Are You Protecting Your Users From Session Hijacking?

This is nothing new, but a recently released tool demonstrates how easy it is for someone to hijack your sessions and pose as you on certain websites.  This problem has been around as long as there have been websites where you login.  It is not a complex attack and has been made easier to execute with the proliferation of wireless networks.

Imagine that you’re out of the office, on the road or at the coffee shop and decide to read up on those that you follow on Twitter.  You post an update or two, replying to your followers and continue working.  Later that day, you realize that someone has posted updates as you on Twitter.  Has someone hacked into  your computer?  Nope, but someone hijacked your session after you logged in to Twitter.  The same thing could happen to you on Facebook, your blog (WordPress included) and many other web sites that don’t properly protect your data.  Even if you use WPA/WPA2 encryption on your wireless network, you can still be vulnerable to this type of attack.

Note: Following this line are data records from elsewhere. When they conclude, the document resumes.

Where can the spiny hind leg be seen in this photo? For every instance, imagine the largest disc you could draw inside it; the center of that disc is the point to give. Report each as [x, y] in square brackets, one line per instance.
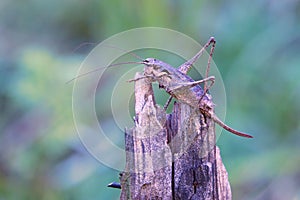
[185, 67]
[194, 83]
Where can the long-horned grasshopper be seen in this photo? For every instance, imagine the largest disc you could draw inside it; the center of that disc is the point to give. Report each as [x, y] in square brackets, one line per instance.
[184, 88]
[179, 85]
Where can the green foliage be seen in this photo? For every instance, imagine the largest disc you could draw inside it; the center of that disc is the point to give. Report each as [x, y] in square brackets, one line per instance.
[257, 54]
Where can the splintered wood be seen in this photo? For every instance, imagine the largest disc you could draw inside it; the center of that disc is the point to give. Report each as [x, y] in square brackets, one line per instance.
[171, 156]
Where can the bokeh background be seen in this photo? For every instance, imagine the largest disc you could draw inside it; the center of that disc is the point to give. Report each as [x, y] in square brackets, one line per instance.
[42, 46]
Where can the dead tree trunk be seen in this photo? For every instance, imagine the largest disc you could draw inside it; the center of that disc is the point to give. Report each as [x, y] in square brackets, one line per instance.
[171, 156]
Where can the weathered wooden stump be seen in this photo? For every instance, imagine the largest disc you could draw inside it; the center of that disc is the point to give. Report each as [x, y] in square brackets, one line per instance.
[171, 156]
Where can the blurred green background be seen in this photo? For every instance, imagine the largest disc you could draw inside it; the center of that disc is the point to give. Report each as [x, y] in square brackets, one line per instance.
[258, 46]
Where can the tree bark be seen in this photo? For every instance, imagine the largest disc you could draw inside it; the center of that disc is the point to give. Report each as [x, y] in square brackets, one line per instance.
[171, 156]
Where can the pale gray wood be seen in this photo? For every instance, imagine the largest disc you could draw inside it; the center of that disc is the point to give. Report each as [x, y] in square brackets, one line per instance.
[171, 156]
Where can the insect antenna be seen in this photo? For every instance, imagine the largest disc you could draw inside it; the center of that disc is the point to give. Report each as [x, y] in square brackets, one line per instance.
[99, 68]
[125, 51]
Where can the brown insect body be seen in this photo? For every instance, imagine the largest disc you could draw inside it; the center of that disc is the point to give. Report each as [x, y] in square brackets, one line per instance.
[184, 89]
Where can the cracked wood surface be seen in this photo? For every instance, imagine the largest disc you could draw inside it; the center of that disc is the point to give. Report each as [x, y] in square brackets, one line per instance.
[171, 156]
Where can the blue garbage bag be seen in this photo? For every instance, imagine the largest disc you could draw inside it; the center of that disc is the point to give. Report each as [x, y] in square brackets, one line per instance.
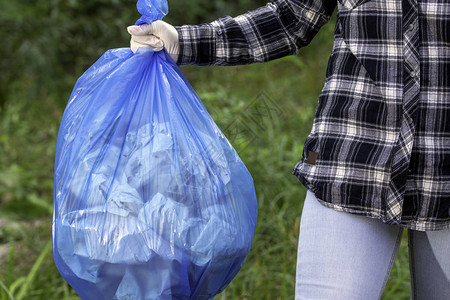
[151, 201]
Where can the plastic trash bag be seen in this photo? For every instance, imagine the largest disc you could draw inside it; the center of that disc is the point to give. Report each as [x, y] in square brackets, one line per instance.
[150, 199]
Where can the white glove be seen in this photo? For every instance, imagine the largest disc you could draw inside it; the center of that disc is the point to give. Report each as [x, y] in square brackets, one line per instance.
[157, 35]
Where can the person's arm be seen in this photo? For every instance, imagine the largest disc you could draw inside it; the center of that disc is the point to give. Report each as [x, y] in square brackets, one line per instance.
[278, 29]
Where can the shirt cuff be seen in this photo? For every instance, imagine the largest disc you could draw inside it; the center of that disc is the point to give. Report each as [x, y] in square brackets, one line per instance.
[197, 44]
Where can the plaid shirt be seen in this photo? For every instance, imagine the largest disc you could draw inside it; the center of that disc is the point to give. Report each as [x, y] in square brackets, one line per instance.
[380, 141]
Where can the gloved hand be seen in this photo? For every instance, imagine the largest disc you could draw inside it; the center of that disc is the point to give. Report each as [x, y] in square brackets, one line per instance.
[157, 35]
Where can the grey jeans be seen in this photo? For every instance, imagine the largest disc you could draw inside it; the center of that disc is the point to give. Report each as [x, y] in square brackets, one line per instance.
[343, 256]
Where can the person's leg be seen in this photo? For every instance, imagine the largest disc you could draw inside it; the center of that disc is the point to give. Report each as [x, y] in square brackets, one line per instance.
[429, 254]
[343, 256]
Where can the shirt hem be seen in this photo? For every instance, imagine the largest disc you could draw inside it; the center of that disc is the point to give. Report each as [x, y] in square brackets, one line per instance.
[413, 225]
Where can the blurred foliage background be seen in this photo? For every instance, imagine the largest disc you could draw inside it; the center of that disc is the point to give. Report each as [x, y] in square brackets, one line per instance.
[47, 45]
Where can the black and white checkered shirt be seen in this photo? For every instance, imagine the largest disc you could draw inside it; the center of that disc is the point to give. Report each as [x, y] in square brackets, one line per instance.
[380, 142]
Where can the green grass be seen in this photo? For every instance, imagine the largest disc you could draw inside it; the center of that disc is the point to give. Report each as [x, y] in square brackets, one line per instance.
[270, 144]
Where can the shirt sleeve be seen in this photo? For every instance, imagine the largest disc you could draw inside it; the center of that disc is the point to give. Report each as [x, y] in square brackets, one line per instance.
[275, 30]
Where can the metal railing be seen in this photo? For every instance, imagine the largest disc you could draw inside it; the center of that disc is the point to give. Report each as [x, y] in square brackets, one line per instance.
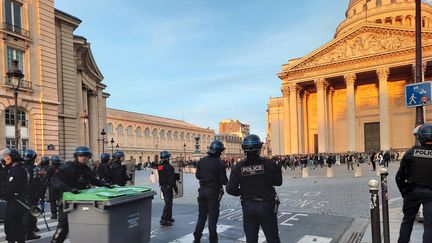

What can you do to protect yourself?

  • Don’t use wireless networks (yeah, right…)
  • Use a VPN to send your Internet traffic to a “trusted” network, then out to the Internet.  This will protect you from attackers on the wireless network, but it only pushes out the problem out to your “trusted” network.  Combine that with the fact that some VPN clients sometimes just disconnect without warning and send all of your network traffic unprotected over the network without notifying you.
  • Only use websites that send everything over SSL (check for the https:// in the URL) – Check out the HTTPS Everywhere extension for Firefox.

You run a website, what can you do to protect your users?

  • Serve every part of your site over SSL when a user is logged in.  It only costs $30/year for an SSL certificate to protect your users.  There really is no excuse.  Some certificate issuers charge over 50x that per year (yes, $1,500/year)  The level of encryption is the same on those very expensive certificates as it is on the $30 certificates.
  • Don’t serve mixed content.  When you serve content over HTTPS and some images over HTTP a warning pops up in the browser about some items on the page being insecure.  Don’t desensitize your users to security warnings like this.
  • When setting cookies for your users, set the Secure attribute on the cookie.  This will make the browser only send that cookie with HTTPS requests.

Be cautious about what you do when accessing the Internet over wireless networks.  And remember, the work involved in using SSL/HTTPS is minimal compared to the protection it offers your users.